When the earthquake happened at 6.30pm local time on Monday, our guide Narly, Pierre from France, four of our Sherpas and I were at Camp III at 6,650m settling in to spending the night there. We were just having a chat when all of a sudden we felt a big thump, which was followed by a huge avalanche coming down to our right. “I think the earth has just moved and opened a crevasse,” Narly said looking a bit worried at the huge seracs that were looming behind our camp. I was sitting inside my tent and all of a sudden I was feeling very small and vulnerable. The big tremble in the mountains made me realise how easily everything could collapse around us. I guess we were very lucky that the epicentre of the 6.9 quake was far away and did not affect our expedition very much, however, it made me feel very humble towards the mountains.
While I am writing this, I am lying in my tent listening to the sound of the relentless rain that has been falling non-stop since we came back from our second acclimatisation rotation two days ago. In order to acclimatise, we spent one night at Camp I (5,560m), two nights at Camp II (6,250m) and Pierre and I, who are the only two climbers in our expedition attempting to summit without the use of supplementary oxygen, spent one more night at Camp III (6,650m).
I am very excited to be climbing without an oxygen mask this time (it’s easier to talk 😉 but I am also aware of the fact that ascending Manaslu ‘without gas’ will feel very different from my first ascent of the 8,156m-mountain a year ago. “Climbing an 8,000m peak with supplementary oxygen is like climbing a 6,000m peak and usually the time spent on summit day will double,” Russell explained to me. Mentally, it will be hard to see climbers, who are normally much slower, overtake me and reach the summit in half the time but my main worry is frostbite. Our extremities, such as fingers and toes, are much more likely to get cold without the use of supplementary oxygen. “When climbing without oxygen, the blood thickens and the circulation of the body slows down significantly,” my friend and expedition doctor Monica explained. “Our bodies can cope without food for 48 hours – but not without drinking, so keep melting snow up when you up there,” she explained during our last summit briefing.
As this year’s expedition is very big, the group will be divided into two and the ten soldiers of ‘Walking with the Wounded’, who are part of our team this year, will be attempting to reach the summit first.

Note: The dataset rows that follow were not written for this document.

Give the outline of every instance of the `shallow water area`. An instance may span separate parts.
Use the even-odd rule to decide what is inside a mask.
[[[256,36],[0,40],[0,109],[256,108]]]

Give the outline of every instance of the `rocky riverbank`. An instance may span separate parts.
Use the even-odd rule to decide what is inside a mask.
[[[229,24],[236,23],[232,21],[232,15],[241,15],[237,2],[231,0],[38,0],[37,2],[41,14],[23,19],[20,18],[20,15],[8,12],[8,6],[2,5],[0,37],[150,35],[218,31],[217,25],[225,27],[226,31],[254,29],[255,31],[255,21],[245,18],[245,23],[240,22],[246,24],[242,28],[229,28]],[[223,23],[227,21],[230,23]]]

It has been amazing to see these young lads get up to the high camps despite their injuries. “It has been the hardest thing I have done in my life – even though I am used to putting myself through a lot of pain,” said Karl, who was severely burnt in Iraq and has already run 35 marathons this year. “Getting to the summit will be a huge achievement for me and I have certainly learnt what it is like not to be the strongest in such a feat,” he continued.
Like every year, this expedition would not be possible without the hard-working Sherpas, who are carrying tents, sleeping bags and mats, cooking sets and oxygen bottles to the high camps as well as fixing the rope all the way to the summit. Their strength does not cease to amaze me and sometimes put me to shame. Here is an example: when we had arrived at Camp III, we were struggling to build platforms for our tents even though we had been carrying very little in our packs. We were closely followed by four of our Sherpas, who had left base camp in the morning (for us this was a three-day trip), and when they arrived with their heavy loads, they simply took the shovels from us and pitched the tents in no time. “And now we are fixing 400m of rope towards Camp IV,” said Nigma, also known as ‘Lhotse Nigma’ as he had summited the 4th highest peak with my friend Ellen in 2009 and was my climbing partner on Lhotse this spring.
The Sherpas will be climbing with the individual members and for those, who are using supplementary oxygen, they will be carrying an extra bottle to change during the climb. I will be climbing with Pasang Kami, who I reached the summit of Mount Everest and Manaslu with.
I will be at base camp for another couple of days and our group will be leaving for their summit attempt on 23rd September and hopefully reach the summit a few days later. The weather forecast for the upcoming week is looking good with very low winds, which is very important for a safe ascent. Once I am back down at one of our high camps, I am hoping to be able to ring my ‘robot’ Richard, who will hopefully update the site and let you know what is happening. Until then, keep your fingers crossed that my little dream of reaching an 8,000m peak without the use of supplementary oxygen will come true.